The walker came across the 50-year-old on a fell on Borrowdale, but had to make his way to Seathwaite Farm to call for help, as there was no mobile phone signal.

A payphone at the remote settlement had been scheduled for removal by telecoms company BT, but the company announced on Tuesday it had backed down in the face of a campaign led by Keswick Mountain Rescue Team to retain it.

On the very day BT announced its change of heart, the team was called out about 3.40pm following a call via a landline at the remote location, after the man suffered multiple injuries while descending Sour Milk Gill, above the hamlet of Seathwaite.

A team spokesperson said the walker had taken a tumbling fall from the difficult slab, and landed head first, suffering a number of injuries.

“The informant had to descend to Seathwaite Farm to raise the alarm as there was no mobile signal,” the spokesperson said.

“The team responded immediately, and North West Ambulance Service despatched Helimed 08 to assist. The location of the casualty was about 250m up an extremely slippery, rocky path.

“By the time the air ambulance was on scene, the team had undertaken preliminary treatment, and had got the casualty loaded on to the stretcher, for a tricky and strenuous carry down to the valley floor.

“Paramedics from the air ambulance carried out a brief assessment, and were happy for the team to evacuate the patient. This took about 40 minutes, and the casualty was then loaded aboard the air ambulance for transport to Carlisle.”

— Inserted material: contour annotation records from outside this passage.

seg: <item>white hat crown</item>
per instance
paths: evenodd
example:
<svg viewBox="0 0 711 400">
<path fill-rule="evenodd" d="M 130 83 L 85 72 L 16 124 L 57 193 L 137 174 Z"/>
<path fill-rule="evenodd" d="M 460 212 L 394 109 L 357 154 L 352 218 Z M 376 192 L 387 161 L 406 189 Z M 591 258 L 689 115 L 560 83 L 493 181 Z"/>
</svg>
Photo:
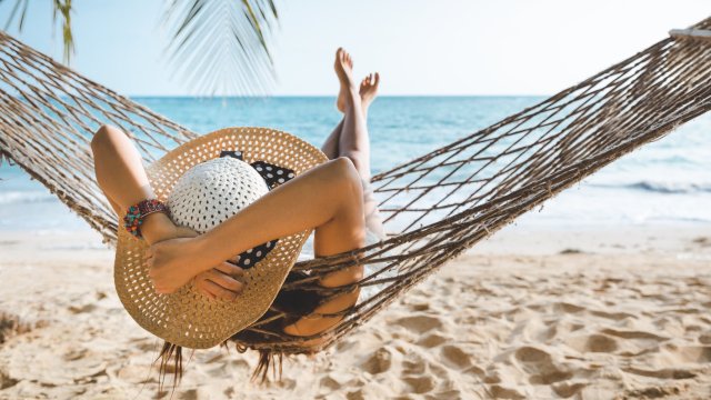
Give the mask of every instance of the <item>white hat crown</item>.
<svg viewBox="0 0 711 400">
<path fill-rule="evenodd" d="M 173 222 L 204 233 L 269 191 L 247 162 L 216 158 L 189 169 L 176 182 L 167 206 Z"/>
</svg>

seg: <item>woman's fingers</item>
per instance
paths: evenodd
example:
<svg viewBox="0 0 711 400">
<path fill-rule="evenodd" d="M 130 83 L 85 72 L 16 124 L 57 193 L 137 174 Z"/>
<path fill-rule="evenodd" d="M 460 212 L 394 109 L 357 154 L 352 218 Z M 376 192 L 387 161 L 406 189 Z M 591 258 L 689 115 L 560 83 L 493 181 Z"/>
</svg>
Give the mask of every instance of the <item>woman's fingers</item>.
<svg viewBox="0 0 711 400">
<path fill-rule="evenodd" d="M 208 280 L 206 279 L 197 279 L 196 281 L 196 288 L 198 288 L 198 291 L 203 293 L 204 296 L 209 297 L 210 299 L 216 299 L 217 294 L 214 294 L 210 288 L 206 284 L 206 282 L 208 282 Z"/>
<path fill-rule="evenodd" d="M 232 263 L 229 262 L 222 262 L 220 264 L 218 264 L 217 267 L 214 267 L 214 269 L 217 269 L 220 272 L 227 273 L 230 277 L 233 278 L 238 278 L 238 277 L 243 277 L 244 276 L 244 270 L 241 269 L 240 267 L 237 267 Z"/>
</svg>

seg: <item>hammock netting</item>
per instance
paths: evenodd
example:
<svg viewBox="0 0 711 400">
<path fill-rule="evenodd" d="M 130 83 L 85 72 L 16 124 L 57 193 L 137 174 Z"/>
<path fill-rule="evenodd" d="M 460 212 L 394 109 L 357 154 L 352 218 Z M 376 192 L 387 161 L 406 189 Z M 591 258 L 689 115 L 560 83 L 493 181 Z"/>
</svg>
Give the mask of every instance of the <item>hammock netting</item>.
<svg viewBox="0 0 711 400">
<path fill-rule="evenodd" d="M 709 32 L 711 18 L 692 27 Z M 0 33 L 0 151 L 114 243 L 117 218 L 94 181 L 89 142 L 109 123 L 147 162 L 197 137 L 180 124 Z M 292 337 L 246 331 L 239 346 L 314 352 L 368 321 L 448 260 L 598 169 L 711 109 L 711 40 L 674 36 L 504 120 L 373 177 L 389 239 L 298 262 L 304 288 L 328 296 L 353 286 L 314 288 L 318 277 L 357 263 L 372 273 L 354 283 L 373 296 L 334 314 L 330 331 Z M 303 274 L 302 274 L 303 276 Z M 278 311 L 278 310 L 277 310 Z M 333 314 L 323 314 L 333 316 Z M 317 344 L 307 341 L 318 339 Z M 312 342 L 311 342 L 312 343 Z"/>
</svg>

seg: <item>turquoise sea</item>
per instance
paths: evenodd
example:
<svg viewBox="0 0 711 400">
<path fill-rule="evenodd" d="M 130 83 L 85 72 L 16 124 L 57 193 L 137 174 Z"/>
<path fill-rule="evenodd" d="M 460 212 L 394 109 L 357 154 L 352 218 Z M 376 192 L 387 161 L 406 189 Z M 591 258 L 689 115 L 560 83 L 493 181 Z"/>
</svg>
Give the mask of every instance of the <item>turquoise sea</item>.
<svg viewBox="0 0 711 400">
<path fill-rule="evenodd" d="M 198 132 L 271 127 L 320 147 L 340 120 L 332 97 L 134 98 Z M 531 106 L 537 97 L 381 97 L 370 109 L 373 173 L 427 153 Z M 70 230 L 84 223 L 18 167 L 0 167 L 0 230 Z M 522 223 L 711 222 L 711 114 L 628 154 Z"/>
</svg>

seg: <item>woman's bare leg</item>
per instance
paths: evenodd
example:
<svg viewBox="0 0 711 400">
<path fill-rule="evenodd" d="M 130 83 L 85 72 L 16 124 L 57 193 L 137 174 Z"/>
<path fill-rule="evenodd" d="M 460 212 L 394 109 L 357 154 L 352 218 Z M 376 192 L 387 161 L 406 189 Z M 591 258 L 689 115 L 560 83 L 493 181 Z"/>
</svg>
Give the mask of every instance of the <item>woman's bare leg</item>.
<svg viewBox="0 0 711 400">
<path fill-rule="evenodd" d="M 343 128 L 343 119 L 341 118 L 341 122 L 339 122 L 331 134 L 326 139 L 323 146 L 321 146 L 321 151 L 329 158 L 329 160 L 333 160 L 338 158 L 338 139 L 341 136 L 341 130 Z"/>
<path fill-rule="evenodd" d="M 112 127 L 102 127 L 94 136 L 91 147 L 97 181 L 107 197 L 117 204 L 118 211 L 153 197 L 140 156 L 123 132 Z M 316 248 L 320 256 L 362 247 L 364 228 L 361 190 L 358 172 L 348 159 L 329 161 L 270 191 L 233 216 L 230 219 L 234 220 L 230 222 L 232 228 L 239 232 L 251 231 L 253 234 L 230 233 L 229 246 L 218 244 L 214 251 L 208 253 L 224 253 L 227 260 L 230 254 L 307 228 L 316 228 Z M 248 229 L 257 221 L 262 229 Z M 170 227 L 174 229 L 167 216 L 154 213 L 147 217 L 141 232 L 147 241 L 157 243 Z M 223 242 L 227 240 L 217 240 L 217 243 Z M 221 261 L 223 260 L 216 260 Z M 180 272 L 179 268 L 169 271 L 171 274 Z M 320 283 L 324 287 L 338 287 L 361 278 L 362 266 L 356 266 L 327 274 Z M 334 297 L 316 312 L 330 313 L 343 310 L 356 303 L 359 293 L 360 291 L 356 290 Z M 332 327 L 341 319 L 342 317 L 303 319 L 284 331 L 292 334 L 313 334 Z"/>
</svg>

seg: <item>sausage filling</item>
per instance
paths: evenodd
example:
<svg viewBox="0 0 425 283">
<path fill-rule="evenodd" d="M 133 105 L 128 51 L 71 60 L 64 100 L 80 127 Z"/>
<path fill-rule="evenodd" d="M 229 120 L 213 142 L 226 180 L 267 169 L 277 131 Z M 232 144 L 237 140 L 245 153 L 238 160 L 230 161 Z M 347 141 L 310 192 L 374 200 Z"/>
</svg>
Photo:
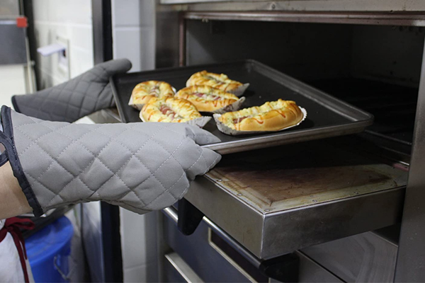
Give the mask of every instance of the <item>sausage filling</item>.
<svg viewBox="0 0 425 283">
<path fill-rule="evenodd" d="M 169 117 L 171 120 L 183 119 L 183 117 L 176 113 L 171 108 L 164 104 L 161 105 L 159 111 L 164 115 Z"/>
</svg>

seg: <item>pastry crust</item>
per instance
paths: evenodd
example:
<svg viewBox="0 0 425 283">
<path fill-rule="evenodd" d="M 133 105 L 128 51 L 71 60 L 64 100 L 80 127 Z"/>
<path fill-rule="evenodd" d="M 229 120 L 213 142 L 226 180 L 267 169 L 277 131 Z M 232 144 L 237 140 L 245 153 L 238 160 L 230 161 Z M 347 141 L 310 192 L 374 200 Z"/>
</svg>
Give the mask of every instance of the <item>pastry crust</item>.
<svg viewBox="0 0 425 283">
<path fill-rule="evenodd" d="M 234 91 L 242 83 L 231 80 L 224 74 L 208 73 L 207 71 L 193 74 L 186 81 L 186 86 L 210 86 L 223 91 Z"/>
<path fill-rule="evenodd" d="M 146 122 L 185 122 L 201 115 L 195 105 L 186 99 L 153 98 L 140 111 L 140 119 Z"/>
<path fill-rule="evenodd" d="M 212 112 L 239 100 L 232 93 L 209 86 L 188 86 L 178 91 L 176 96 L 191 101 L 201 112 Z"/>
<path fill-rule="evenodd" d="M 279 99 L 261 106 L 228 112 L 219 120 L 237 131 L 278 131 L 298 124 L 303 117 L 294 101 Z"/>
<path fill-rule="evenodd" d="M 132 104 L 146 104 L 152 98 L 166 98 L 174 96 L 171 86 L 165 81 L 147 81 L 137 83 L 131 93 Z M 140 109 L 140 108 L 139 108 Z"/>
</svg>

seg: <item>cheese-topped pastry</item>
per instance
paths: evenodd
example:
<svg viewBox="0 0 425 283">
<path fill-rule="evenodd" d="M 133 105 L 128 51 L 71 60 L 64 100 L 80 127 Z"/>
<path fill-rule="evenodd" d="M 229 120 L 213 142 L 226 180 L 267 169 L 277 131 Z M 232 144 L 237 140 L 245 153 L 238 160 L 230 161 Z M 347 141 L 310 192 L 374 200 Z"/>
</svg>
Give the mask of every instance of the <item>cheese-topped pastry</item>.
<svg viewBox="0 0 425 283">
<path fill-rule="evenodd" d="M 193 74 L 186 82 L 186 86 L 210 86 L 224 91 L 234 91 L 242 83 L 231 80 L 224 74 L 208 73 L 207 71 Z"/>
<path fill-rule="evenodd" d="M 165 81 L 147 81 L 138 83 L 131 93 L 131 104 L 143 105 L 152 98 L 166 98 L 174 96 L 171 86 Z M 140 109 L 140 108 L 139 108 Z"/>
<path fill-rule="evenodd" d="M 304 117 L 294 101 L 279 99 L 261 106 L 224 113 L 218 119 L 238 131 L 278 131 L 300 122 Z"/>
<path fill-rule="evenodd" d="M 143 106 L 140 119 L 146 122 L 184 122 L 202 117 L 186 99 L 153 98 Z"/>
<path fill-rule="evenodd" d="M 176 93 L 179 98 L 191 101 L 201 112 L 212 112 L 231 105 L 238 97 L 209 86 L 191 86 Z"/>
</svg>

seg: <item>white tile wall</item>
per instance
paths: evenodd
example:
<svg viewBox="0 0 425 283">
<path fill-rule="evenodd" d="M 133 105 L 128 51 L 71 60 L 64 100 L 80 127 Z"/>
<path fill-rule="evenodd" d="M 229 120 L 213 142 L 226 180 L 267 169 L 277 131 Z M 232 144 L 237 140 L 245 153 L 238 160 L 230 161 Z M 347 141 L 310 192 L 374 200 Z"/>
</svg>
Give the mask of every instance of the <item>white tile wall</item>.
<svg viewBox="0 0 425 283">
<path fill-rule="evenodd" d="M 26 93 L 25 80 L 23 65 L 0 66 L 0 105 L 11 107 L 14 94 Z"/>
<path fill-rule="evenodd" d="M 154 0 L 112 0 L 114 58 L 128 58 L 130 71 L 154 68 Z"/>
<path fill-rule="evenodd" d="M 93 67 L 93 25 L 91 0 L 33 0 L 37 47 L 57 43 L 57 37 L 69 42 L 69 74 L 58 68 L 57 54 L 38 54 L 35 69 L 39 88 L 45 88 L 75 77 Z"/>
</svg>

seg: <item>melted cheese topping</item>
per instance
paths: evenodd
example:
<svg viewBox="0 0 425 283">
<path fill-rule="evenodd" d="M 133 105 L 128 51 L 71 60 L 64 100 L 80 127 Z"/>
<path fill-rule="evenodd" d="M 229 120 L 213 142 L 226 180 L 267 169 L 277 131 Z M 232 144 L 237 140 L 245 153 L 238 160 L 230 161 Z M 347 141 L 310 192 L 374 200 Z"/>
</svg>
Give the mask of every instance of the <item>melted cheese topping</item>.
<svg viewBox="0 0 425 283">
<path fill-rule="evenodd" d="M 132 91 L 135 98 L 146 96 L 154 96 L 156 97 L 171 97 L 174 96 L 174 91 L 171 86 L 165 81 L 147 81 L 138 83 Z"/>
<path fill-rule="evenodd" d="M 277 101 L 266 102 L 261 106 L 244 108 L 239 111 L 228 112 L 222 115 L 220 120 L 232 129 L 237 128 L 237 127 L 235 127 L 235 125 L 240 123 L 247 118 L 255 119 L 259 124 L 262 124 L 264 120 L 264 116 L 271 110 L 277 110 L 279 114 L 285 117 L 285 113 L 283 111 L 290 105 L 296 105 L 296 103 L 294 101 L 279 99 Z"/>
<path fill-rule="evenodd" d="M 216 87 L 221 90 L 227 88 L 234 89 L 242 86 L 242 83 L 233 81 L 224 74 L 208 73 L 207 71 L 202 71 L 193 74 L 188 81 L 186 86 L 210 86 Z"/>
</svg>

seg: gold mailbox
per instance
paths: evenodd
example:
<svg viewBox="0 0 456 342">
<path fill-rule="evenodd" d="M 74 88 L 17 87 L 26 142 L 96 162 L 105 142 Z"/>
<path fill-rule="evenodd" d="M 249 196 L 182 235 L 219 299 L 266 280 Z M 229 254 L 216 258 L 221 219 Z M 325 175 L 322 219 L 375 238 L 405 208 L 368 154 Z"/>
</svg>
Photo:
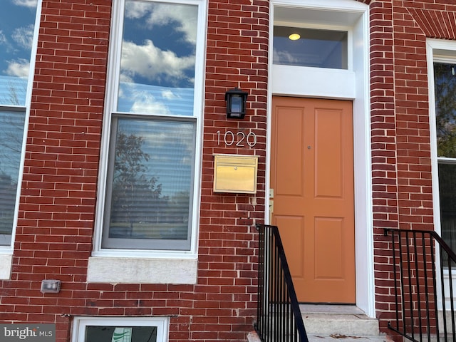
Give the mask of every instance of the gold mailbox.
<svg viewBox="0 0 456 342">
<path fill-rule="evenodd" d="M 214 155 L 214 192 L 256 193 L 258 156 Z"/>
</svg>

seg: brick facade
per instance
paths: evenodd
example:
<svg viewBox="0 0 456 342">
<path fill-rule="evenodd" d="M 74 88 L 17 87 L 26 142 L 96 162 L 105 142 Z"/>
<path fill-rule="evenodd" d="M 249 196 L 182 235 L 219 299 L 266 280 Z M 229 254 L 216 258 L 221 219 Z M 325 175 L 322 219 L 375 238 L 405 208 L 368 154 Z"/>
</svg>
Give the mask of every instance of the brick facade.
<svg viewBox="0 0 456 342">
<path fill-rule="evenodd" d="M 360 1 L 363 2 L 363 1 Z M 383 228 L 433 229 L 426 38 L 456 39 L 456 3 L 373 0 L 370 118 L 375 309 L 392 318 Z M 448 4 L 448 3 L 451 4 Z M 195 285 L 86 281 L 92 251 L 110 0 L 43 0 L 19 214 L 0 321 L 56 323 L 69 341 L 74 316 L 169 316 L 170 341 L 245 341 L 256 314 L 256 232 L 264 218 L 267 0 L 209 0 Z M 249 92 L 247 120 L 227 120 L 224 92 Z M 217 135 L 254 132 L 254 147 Z M 259 156 L 257 194 L 212 192 L 214 153 Z M 55 277 L 62 290 L 40 292 Z"/>
</svg>

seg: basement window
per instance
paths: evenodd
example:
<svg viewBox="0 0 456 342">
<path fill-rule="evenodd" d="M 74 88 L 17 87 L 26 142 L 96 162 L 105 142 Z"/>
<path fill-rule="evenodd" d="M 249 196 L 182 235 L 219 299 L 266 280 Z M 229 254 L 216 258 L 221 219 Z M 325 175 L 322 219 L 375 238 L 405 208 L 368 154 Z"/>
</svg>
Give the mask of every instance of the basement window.
<svg viewBox="0 0 456 342">
<path fill-rule="evenodd" d="M 169 319 L 76 317 L 72 342 L 167 342 Z"/>
</svg>

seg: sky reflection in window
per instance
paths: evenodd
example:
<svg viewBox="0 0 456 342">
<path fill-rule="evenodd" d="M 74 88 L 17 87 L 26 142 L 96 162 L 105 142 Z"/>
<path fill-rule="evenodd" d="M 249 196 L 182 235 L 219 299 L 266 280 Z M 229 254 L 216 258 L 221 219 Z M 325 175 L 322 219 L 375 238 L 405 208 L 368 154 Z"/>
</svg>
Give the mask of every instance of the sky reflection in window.
<svg viewBox="0 0 456 342">
<path fill-rule="evenodd" d="M 0 105 L 24 106 L 37 0 L 1 0 Z"/>
<path fill-rule="evenodd" d="M 117 110 L 193 115 L 197 6 L 127 1 Z"/>
</svg>

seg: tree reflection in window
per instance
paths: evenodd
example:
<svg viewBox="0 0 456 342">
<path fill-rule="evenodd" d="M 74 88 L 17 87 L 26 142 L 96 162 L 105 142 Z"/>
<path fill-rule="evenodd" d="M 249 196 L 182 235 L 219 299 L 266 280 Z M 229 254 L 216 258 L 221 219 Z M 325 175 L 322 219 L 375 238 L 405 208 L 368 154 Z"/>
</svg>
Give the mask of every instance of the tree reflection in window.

The team waited for air ambulance to get airborne before standing down.

The 2½-hour rescue involved 12 volunteers from the Keswick team.

BT said its original decision to propose removing the phone box was based on data that showed, in a recent 12-month period, no emergency calls were among the 378 made from the Seathwaite payphone.

A company spokesperson said: “The team running the payphone consultation have made a decision to remove this box from the consultation process due to the lack of mobile coverage.

“It is highly likely a formal objection would have been raised by the local authority during the consultation process, in which case we would not remove the payphone anyway, so it will stay where it is for the foreseeable future.”